At age 20, I was living at home and attending community college. My parents couldn’t afford to help me financially so I was on the hook for all college expenses myself. (*Note, I was able to live at home, rent-free and that in itself is a form of major help!) I played soccer and my coach there really liked me and helped me to get a full-ride athletic scholarship.  I lived at school from ages 21 – 22 and left college debt free. At the same time, The Husband lived at home and worked at a crummy job that paid tuition reimbursement, so he also left college debt free.

Age 22 – 25

I moved home when my athletic eligibility ran out, not because I couldn’t have finished my education, but because I was so homesick I was ready to be home. By this time, my dad had retired and ironically made more money retired than he made working so he was able to help me financially with the rest of my school.

While I was away at school, The Husband graduated college and got a job working in IT for a large, Bay Area-based company. It was close to home and the most money he had ever made.

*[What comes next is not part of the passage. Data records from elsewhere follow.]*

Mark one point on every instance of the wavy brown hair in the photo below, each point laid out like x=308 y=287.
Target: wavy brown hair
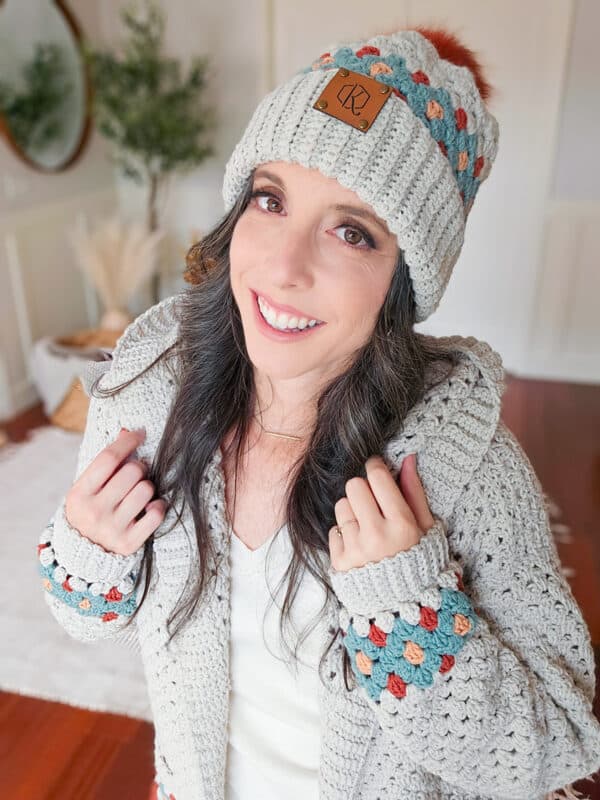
x=357 y=412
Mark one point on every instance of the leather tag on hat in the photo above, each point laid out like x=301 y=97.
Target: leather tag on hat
x=353 y=98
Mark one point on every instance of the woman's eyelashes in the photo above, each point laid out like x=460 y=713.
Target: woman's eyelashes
x=370 y=242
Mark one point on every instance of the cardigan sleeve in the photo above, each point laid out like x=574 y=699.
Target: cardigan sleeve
x=89 y=590
x=488 y=683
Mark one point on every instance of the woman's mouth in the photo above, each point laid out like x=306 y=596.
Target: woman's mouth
x=282 y=326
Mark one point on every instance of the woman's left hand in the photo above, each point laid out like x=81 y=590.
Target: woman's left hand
x=379 y=519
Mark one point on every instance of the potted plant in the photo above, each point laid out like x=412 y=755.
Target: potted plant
x=153 y=116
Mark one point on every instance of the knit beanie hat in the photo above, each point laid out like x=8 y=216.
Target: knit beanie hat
x=401 y=120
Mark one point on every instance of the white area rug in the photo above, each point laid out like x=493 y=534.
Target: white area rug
x=38 y=658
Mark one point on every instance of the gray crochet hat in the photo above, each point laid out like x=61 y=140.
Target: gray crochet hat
x=401 y=120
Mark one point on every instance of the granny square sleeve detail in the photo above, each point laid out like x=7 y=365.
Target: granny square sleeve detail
x=488 y=685
x=89 y=590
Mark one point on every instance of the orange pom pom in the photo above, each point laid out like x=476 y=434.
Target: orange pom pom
x=450 y=48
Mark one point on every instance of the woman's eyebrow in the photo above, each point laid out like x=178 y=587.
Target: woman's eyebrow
x=344 y=209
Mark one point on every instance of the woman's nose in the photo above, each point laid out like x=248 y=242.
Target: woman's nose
x=292 y=261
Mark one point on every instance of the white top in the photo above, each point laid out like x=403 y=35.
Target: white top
x=274 y=728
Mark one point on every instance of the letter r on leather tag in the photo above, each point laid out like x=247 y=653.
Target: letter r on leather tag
x=353 y=98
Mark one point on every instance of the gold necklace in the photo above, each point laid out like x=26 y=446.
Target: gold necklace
x=280 y=435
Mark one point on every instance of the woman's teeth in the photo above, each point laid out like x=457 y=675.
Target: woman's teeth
x=282 y=321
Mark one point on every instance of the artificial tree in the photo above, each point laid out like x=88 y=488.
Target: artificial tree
x=153 y=116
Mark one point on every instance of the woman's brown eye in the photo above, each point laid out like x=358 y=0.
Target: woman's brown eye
x=353 y=233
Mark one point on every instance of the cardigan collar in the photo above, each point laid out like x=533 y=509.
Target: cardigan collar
x=464 y=407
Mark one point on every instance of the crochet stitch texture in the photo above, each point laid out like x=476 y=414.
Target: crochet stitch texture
x=491 y=661
x=420 y=164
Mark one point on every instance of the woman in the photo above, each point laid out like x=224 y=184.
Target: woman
x=310 y=452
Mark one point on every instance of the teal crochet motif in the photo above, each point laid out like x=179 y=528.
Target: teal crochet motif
x=411 y=654
x=433 y=106
x=105 y=606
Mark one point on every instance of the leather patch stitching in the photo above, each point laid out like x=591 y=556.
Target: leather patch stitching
x=353 y=98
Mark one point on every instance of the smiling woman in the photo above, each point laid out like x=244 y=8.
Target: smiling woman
x=302 y=436
x=296 y=253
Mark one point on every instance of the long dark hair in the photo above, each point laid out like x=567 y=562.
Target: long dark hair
x=358 y=412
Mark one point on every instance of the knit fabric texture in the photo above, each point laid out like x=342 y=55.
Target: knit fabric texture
x=473 y=668
x=419 y=165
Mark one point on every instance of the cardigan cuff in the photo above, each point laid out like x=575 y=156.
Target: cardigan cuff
x=84 y=559
x=383 y=585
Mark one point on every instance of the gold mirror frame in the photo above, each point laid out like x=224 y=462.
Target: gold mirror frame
x=73 y=25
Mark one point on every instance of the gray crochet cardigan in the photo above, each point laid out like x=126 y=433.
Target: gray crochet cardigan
x=473 y=665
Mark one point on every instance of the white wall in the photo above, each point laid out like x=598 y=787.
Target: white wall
x=564 y=340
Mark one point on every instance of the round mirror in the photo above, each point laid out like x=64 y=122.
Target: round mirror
x=44 y=88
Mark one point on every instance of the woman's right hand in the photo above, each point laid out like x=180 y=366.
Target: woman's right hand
x=106 y=498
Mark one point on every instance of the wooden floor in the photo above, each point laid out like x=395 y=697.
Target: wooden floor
x=50 y=751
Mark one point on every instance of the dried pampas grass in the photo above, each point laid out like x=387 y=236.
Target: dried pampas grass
x=117 y=257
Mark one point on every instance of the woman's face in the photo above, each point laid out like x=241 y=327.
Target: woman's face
x=307 y=257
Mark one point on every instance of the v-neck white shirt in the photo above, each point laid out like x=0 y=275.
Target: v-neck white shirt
x=274 y=723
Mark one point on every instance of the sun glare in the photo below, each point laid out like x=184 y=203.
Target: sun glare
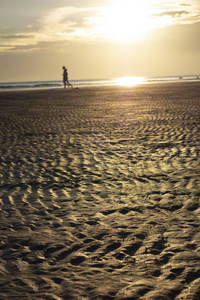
x=126 y=20
x=129 y=81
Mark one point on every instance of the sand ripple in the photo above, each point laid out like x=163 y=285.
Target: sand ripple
x=99 y=194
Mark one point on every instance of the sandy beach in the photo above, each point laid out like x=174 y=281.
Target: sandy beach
x=99 y=193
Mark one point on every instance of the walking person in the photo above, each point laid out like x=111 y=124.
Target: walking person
x=65 y=78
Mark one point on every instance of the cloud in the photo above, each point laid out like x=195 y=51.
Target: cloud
x=16 y=36
x=81 y=23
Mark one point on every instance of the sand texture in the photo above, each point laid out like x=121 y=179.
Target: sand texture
x=99 y=194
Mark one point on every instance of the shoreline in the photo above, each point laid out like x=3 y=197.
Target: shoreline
x=99 y=194
x=78 y=86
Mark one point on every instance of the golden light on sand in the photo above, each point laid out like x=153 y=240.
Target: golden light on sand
x=126 y=20
x=129 y=81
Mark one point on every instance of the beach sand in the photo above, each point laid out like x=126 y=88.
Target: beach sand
x=99 y=195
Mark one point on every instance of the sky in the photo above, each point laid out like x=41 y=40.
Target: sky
x=98 y=39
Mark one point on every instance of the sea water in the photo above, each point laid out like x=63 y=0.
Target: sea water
x=126 y=81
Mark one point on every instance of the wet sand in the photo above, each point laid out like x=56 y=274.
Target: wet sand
x=99 y=194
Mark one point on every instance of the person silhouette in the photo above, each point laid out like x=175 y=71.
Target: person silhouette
x=65 y=78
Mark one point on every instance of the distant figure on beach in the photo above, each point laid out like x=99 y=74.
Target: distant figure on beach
x=65 y=78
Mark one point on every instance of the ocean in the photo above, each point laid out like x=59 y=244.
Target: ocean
x=122 y=81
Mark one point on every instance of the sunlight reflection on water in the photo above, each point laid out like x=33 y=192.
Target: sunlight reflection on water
x=129 y=81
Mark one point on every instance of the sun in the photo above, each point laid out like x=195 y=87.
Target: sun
x=126 y=20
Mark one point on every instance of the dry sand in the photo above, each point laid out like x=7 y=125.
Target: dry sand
x=99 y=195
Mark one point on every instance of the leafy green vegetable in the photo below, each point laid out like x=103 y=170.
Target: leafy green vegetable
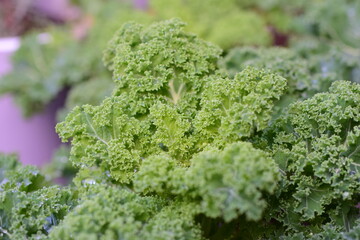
x=29 y=207
x=316 y=146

Also, 5 months after moving back home, The Husband and I got married. We got married on the cheap… before it was trendy to do so. We spent $7500 on our entire wedding: dress/tux, venue, DJ, flowers, food, photographer, everything. However we didn’t have the money to do that at the time. We cashed out a small 401K The Husband had had to pay for the wedding.

We moved in with my parents while I finished college and got my credential.

We also had our first child.

Age 25 – 27

We lived with my parents for just over two years.

Then we bought our first house. We had no money in savings and no down payment. No problem, right?

We borrowed $6000 from my sister and her husband to “have in the bank” as savings when we bought our house.

At this time mortgage companies were doing lots of shady things and because we had good credit, we qualified for a 0% down, interest only loan, with a variable rate. In fact, we had two loans: one at 80% and one at 20%, both interest only.

When we bought our home, we didn’t buy more than we could afford, however, we had all these new bills we’d never had to pay before and I was only working retail 50%. I worked two days one week and three days the next. Any money we needed over and above our earnings was put on the credit card.

Our credit cards were nearly maxed out and we were living paycheck to paycheck. We had to pay my sister and brother-in-law back and money was tight. We were never late on any bills and never went over the limit on our credit card, but our financial situation was rough!